The halo is a titanium structure introduced this year in a bid to ramp up driver safety, forming a ring around the cockpit top. It is designed to protect the drivers’ head from loose debris and offer better safety during eventual collisions.

Although drivers largely understand the need for it, very few like it. They are worried it impedes visibility, it looks ugly and also that fans will no longer be able to identify a driver properly from his race helmet. Drivers also take longer to climb in and out of their cars.

Formula One’s governing body has addressed concerns and asked every circuit “to make the lights at a standard height above the track,” FIA race director Charlie Whiting said.

“Pole position seems to be the worst case scenario with the halo,” Whiting added at the season-opening Australian GP. “Maybe the driver can’t quite see the lights, or see only half of them, and he might have to move his head too much.”

The new start lights were positioned lower for Friday’s first two practice sessions at Albert Park.

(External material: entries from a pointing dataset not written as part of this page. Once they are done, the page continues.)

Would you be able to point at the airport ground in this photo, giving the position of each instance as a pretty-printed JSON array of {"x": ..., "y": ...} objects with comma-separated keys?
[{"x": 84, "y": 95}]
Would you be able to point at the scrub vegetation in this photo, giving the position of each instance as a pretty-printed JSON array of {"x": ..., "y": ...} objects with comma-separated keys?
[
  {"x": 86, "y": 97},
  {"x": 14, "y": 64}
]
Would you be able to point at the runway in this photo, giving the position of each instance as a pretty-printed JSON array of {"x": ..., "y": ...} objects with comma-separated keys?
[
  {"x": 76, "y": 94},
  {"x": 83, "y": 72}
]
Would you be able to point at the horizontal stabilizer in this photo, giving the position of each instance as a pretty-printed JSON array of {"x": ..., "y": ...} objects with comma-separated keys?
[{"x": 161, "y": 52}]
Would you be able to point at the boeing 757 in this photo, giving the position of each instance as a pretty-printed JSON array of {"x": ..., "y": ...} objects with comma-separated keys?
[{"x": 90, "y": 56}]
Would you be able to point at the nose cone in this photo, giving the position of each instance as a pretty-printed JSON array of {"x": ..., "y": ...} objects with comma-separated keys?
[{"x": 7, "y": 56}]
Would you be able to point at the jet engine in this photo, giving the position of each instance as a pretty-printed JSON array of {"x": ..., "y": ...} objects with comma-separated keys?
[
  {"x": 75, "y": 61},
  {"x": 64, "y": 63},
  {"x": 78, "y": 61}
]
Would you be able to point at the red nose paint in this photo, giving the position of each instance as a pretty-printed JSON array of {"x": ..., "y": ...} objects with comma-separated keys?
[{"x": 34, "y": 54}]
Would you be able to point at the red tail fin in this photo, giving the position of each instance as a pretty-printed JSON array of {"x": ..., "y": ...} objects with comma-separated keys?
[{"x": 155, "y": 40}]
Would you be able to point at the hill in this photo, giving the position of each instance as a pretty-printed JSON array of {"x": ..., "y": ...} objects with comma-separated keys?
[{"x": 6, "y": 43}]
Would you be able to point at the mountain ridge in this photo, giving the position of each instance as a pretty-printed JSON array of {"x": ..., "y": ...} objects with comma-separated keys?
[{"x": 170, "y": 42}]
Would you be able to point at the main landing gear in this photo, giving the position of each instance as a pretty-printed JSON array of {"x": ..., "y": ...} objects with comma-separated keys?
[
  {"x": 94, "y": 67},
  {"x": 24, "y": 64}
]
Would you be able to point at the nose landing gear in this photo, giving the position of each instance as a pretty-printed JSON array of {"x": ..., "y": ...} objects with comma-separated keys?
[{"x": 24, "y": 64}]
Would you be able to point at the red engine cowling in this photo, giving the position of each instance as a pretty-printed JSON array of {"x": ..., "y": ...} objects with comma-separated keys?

Drivers were also allowed the rare chance to rehearse grid starts at the end of both sessions.

“We haven’t normally allowed practice starts on the grid here because it’s quite a tight timetable,” Whiting said. “What I thought would be a good idea was to give the driver sight of those lights, rather than for the first time on Sunday evening.”

A repeat set of lights has been moved from its usual position halfway up the grid to a more convenient position to the left.

“Those repeat lights were normally halfway up the grid, and they were fitted round about 2009, when the rear wings became higher on the cars,” Whiting said. “But now the wings have been lowered, there’s no need for those halfway up the grid.”